Reka Gaborjani, hijastra de Tarr, confirmó el deceso. “Comenzó su carrera a los 16 años como cineasta aficionado. Posteriormente, trabajó en Balázs Béla Stúdió, el taller más importante de cine experimental húngaro, donde debutó como director con Nido familiar (1977)”, se lee en el comunicado de la Academia de Cine Europeo.
Mientras estudiaba cine, Tarr trabajó como obrero en un astillero y fue recepcionista en un centro cultural. A lo largo de su carrera, con sus películas en blanco y negro, abordó temas como la pobreza y la inmigración. Su último filme, El caballo de Turín (2011), hace referencia al caballo al que el filósofo Nietzsche se abrazó del cuello para evitar que siguiera siendo maltratado.
“Crecí en un país donde teníamos censura, teníamos un sistema feudalista muy estricto, un sistema que se parece mucho al que sufrimos hoy. Entonces era la censura de los políticos, y ahora tenemos la censura del mercado”, declaró en Alemania, donde recibió el galardón honorífico en 2023 en los Premios del Cine Europeo. Una década antes, en el Festival de Berlín, había ganado el Gran Premio del Jurado.
En España recordaron la visita del cineasta en 2024, invitado por la Escuela de Cine de Barcelona (ECIB). Al parecer, al igual que en Alemania, el cineasta estaba abrumado por la convocatoria que tuvo su conferencia. Llegó a Cataluña como ganador del premio que otorga la Academia de Cine Europeo. “Simplemente, soy un ser humano”, había dicho en Berlín.
Un cineasta del pueblo
En su conferencia en España, habló de su tipo de cine y comentó que creía que el arte no era suficiente para cambiar al mundo. “No soy un cineasta político, solo tengo sensibilidad social”, comentaba en Cataluña en 2024. “Y me duele mucho cuando veo la dignidad de alguien pisoteada por unos tipos sucios que le roban las vidas y el futuro a la gente. Algunas veces reacciono. Algunas veces no lo veo necesario, pienso que no es mi papel”.

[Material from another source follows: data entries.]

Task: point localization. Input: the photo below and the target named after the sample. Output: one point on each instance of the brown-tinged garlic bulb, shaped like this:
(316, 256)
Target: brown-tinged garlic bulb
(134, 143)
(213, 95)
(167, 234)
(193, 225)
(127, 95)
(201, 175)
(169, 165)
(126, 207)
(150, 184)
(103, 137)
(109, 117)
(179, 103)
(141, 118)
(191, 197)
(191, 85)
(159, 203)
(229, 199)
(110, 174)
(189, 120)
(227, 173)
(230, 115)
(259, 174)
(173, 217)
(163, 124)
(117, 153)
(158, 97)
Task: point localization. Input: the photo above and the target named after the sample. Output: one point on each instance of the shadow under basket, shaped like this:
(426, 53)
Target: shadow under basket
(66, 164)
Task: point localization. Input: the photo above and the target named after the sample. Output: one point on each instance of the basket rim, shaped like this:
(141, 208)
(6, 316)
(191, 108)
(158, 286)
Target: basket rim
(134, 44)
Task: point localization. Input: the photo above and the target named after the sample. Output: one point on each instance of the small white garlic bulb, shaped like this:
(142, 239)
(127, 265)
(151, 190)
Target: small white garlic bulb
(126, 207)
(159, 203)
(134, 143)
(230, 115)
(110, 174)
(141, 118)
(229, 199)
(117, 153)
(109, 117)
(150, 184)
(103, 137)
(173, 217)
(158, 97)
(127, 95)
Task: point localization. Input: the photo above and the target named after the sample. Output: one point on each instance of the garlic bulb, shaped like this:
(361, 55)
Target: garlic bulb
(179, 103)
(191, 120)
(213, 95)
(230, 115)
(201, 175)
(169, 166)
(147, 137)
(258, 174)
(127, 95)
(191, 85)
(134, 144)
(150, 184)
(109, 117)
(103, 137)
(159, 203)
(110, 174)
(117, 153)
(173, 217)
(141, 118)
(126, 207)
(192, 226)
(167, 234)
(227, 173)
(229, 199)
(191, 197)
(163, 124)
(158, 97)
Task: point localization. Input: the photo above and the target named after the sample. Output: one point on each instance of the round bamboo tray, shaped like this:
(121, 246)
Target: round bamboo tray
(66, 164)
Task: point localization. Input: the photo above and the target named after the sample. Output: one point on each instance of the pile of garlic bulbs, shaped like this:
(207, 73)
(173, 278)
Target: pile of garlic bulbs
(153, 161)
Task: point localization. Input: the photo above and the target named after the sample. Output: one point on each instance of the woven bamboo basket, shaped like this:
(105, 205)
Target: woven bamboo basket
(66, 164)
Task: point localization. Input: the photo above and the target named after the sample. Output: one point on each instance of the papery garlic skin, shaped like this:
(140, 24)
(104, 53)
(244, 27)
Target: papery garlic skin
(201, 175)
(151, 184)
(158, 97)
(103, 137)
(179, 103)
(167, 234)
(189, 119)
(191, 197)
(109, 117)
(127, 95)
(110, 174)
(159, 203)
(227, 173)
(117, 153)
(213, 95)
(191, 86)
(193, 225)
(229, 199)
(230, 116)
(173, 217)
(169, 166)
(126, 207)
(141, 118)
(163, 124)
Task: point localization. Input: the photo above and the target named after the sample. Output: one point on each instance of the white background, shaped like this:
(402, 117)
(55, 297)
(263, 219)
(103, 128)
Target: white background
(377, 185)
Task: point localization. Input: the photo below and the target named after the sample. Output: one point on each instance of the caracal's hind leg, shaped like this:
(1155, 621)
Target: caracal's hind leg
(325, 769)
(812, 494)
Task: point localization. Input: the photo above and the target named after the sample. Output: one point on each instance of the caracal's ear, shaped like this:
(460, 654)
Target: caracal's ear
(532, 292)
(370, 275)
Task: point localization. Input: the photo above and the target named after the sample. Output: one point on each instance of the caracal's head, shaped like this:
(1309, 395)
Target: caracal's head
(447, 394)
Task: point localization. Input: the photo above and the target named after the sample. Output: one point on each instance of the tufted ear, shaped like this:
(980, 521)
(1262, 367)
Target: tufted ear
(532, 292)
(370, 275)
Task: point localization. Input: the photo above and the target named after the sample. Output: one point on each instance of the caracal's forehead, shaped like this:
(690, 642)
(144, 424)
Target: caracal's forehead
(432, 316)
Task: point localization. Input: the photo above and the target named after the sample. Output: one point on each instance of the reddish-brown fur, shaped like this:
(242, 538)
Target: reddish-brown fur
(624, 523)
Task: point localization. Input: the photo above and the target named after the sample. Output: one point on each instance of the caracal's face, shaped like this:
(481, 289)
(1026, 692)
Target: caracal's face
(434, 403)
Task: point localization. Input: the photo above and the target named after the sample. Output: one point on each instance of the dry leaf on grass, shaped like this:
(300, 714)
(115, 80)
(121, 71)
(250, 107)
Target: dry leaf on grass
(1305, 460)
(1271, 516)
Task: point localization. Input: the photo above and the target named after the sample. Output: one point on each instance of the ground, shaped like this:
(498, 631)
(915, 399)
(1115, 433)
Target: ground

El director se sentía parte del pueblo, pero no político. Tras su retiro del cine, buscó otras formas de acercar el arte al público, como una exposición con música en vivo. “Ya seas de la izquierda o de la derecha, todos tenemos nuestra propia responsabilidad. Y evidentemente, odio a los fascistas”.
Hay una foto viral de Béla Tarr en Perú. El cineasta húngaro fue invitado al Festival Al Este de Lima para presentar El caballo de Turín en 2018 y, durante su estadía, fue a Polvos Azules para visitar el conocido puesto de películas que no se veían en la cartelera comercial. Tarr posó con el dueño de la tienda del pasaje 18.